LEAF President, junior Ross Denyer, and senior Jade Theiere sing hymns at the weekly LEAF service in Holt Chapel on Sunday. Photo by Brian Allenby

In about two years, Elon University students will be able to take a larger part in religious life on campus.

Faculty and students are currently in the planning process for a multifaith center, which would accommodate all different religions as well as religious organizations on campus.

Vice President and Dean of Student Life Smith Jackson and music professor Todd Coleman are currently co-chairing the multifaith center and identity houses committee.

The committee was established by President Leo Lambert, who hoped to place an emphasis on increasing religious diversity, Coleman said. The committee consists of students and faculty who represent different religious affiliations

“It’s a great process to see the development,” sophomore committee member Raj Rawal said. “The religious center is one of the best ideas Elon has had. I feel like having more awareness of what’s going on in other cultures and religions and how we get along is very important, and how critical religion is on college campuses.”

Rawal, who is Hindu, helps out with the statistics in determining the religious demographics of students who may benefit from the center. He said he hopes to implement research groups and surveys to find out more about students’ religious views.

Currently the main committee is split into three sub-committees. One committee is traveling to different colleges and universities throughout the country to better understand their religious centers. One is gathering data to find out the makeup of the student body and get the opinions of students on religious life at Elon. Another is creating a mission statement detailing what religious and spiritual life at Elon should look like.

According to Coleman, the center will most likely contain one main sacred space that could hold about 200 people. There will be offices for religious life leaders such as Father Gerry Waterman, as well as religious organization leaders. Coleman said he thinks there will also be some sort of main social space and spaces for teaching as well.

LEAF, Lutherans, Episcopalians and Friends) currently holds its weekly worship service every Sunday in Holt Chapel and holds meetings in the Truitt Center.

LEAF student president junior Ross Denyer said he has greatly appreciated the use of the Truitt Center, but having a separate center like this would make things easier.

“I think this would be a wonderful opportunity for LEAF or any religious organization,” Denyer said. “It’s very important because there need to be more opportunities for religious organizations to come together regardless of faith or spiritual center.”

The Baptist Student Union takes up Moseley 215 for two hours each week for meetings and could use the extra space, president Sam Jennings said.

“It is really hard to find a meeting room on campus to house a medium sized group of individuals,” Jennings said. “Therefore this center will allow us to have somewhere to meet and have leadership meetings as well.”

Senior Avra Stackpole, president of Hillel, is also looking forward to what the center could bring to the Jewish student organization. Currently, Hillel uses the Newman Center, the Truitt Center and Moseley to host ceremonies and meetings.

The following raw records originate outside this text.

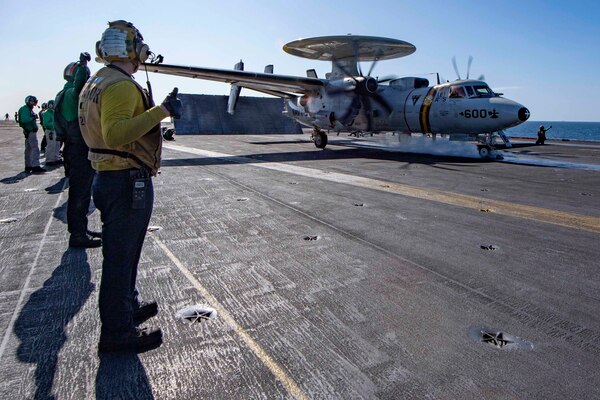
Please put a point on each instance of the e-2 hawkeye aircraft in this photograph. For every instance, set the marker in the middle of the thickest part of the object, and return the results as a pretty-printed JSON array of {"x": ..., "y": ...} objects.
[{"x": 349, "y": 101}]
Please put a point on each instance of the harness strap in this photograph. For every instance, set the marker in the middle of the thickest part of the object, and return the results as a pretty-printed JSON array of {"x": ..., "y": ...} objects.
[{"x": 122, "y": 154}]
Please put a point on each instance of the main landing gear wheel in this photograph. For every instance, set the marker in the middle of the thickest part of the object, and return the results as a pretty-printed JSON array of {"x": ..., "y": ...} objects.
[
  {"x": 484, "y": 151},
  {"x": 320, "y": 139}
]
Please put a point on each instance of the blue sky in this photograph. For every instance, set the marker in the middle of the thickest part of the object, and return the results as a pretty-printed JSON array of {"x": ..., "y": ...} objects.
[{"x": 543, "y": 54}]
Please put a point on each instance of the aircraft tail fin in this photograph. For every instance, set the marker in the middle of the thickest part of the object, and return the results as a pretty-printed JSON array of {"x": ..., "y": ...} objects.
[{"x": 234, "y": 93}]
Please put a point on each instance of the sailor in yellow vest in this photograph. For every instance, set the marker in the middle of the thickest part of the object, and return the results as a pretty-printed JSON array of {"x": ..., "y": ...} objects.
[{"x": 121, "y": 126}]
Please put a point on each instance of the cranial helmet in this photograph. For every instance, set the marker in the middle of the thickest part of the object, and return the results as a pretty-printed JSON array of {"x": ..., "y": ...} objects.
[
  {"x": 121, "y": 41},
  {"x": 69, "y": 73},
  {"x": 31, "y": 100}
]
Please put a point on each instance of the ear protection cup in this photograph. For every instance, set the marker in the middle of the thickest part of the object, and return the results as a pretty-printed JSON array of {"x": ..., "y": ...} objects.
[
  {"x": 122, "y": 41},
  {"x": 142, "y": 51}
]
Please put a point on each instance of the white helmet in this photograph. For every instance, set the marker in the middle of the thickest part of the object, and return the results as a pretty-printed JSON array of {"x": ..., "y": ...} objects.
[{"x": 121, "y": 41}]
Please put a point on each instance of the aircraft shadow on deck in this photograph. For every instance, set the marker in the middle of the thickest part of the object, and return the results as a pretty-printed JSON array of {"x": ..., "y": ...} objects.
[{"x": 346, "y": 154}]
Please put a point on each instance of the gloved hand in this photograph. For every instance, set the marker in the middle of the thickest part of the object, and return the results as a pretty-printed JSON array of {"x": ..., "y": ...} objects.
[
  {"x": 84, "y": 58},
  {"x": 173, "y": 104}
]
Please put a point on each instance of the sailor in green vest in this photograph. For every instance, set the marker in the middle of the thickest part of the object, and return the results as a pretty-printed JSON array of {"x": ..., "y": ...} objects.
[
  {"x": 121, "y": 126},
  {"x": 77, "y": 166},
  {"x": 52, "y": 146},
  {"x": 27, "y": 121}
]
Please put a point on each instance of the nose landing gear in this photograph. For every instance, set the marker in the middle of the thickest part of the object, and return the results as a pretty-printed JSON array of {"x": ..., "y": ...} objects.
[{"x": 319, "y": 138}]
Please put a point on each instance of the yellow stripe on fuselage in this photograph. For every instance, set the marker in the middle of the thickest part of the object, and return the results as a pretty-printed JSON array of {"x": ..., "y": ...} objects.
[{"x": 425, "y": 108}]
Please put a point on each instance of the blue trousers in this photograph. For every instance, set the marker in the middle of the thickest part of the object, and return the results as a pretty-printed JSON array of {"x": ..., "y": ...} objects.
[
  {"x": 81, "y": 176},
  {"x": 123, "y": 232}
]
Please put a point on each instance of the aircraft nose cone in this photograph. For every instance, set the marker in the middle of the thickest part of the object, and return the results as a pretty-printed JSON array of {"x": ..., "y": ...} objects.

“I think it will be nice to sort of have a place where we can have larger meetings and we can also hold events,” Stackpole said. “As the Jewish population continues to grow at Elon, we have more of a need for different things. I think it would be nice to have a place that feels comfortable, and somewhere you can go and take a deep breath.”

In April, the committee will make the recommendations that are being planned to the Board of Trustees. From there, the board will begin looking into funding and execution of the center, which will not be complete for more than two years, Coleman said.

“It’s something President Lambert feels strongly about,” Coleman said. “It’s a visible symbol that says we want to encourage each other in meaningful conversations about religion that is warm and friendly. The multifaith center looks outward in a way that seeks to be more understanding and sympathetic with other points of view.”

The second step of the process will be to hold open campus forums that will take place for student input on the center. They will be at 4:15 p.m. Dec. 1. in Koury 145. All students are welcome to attend.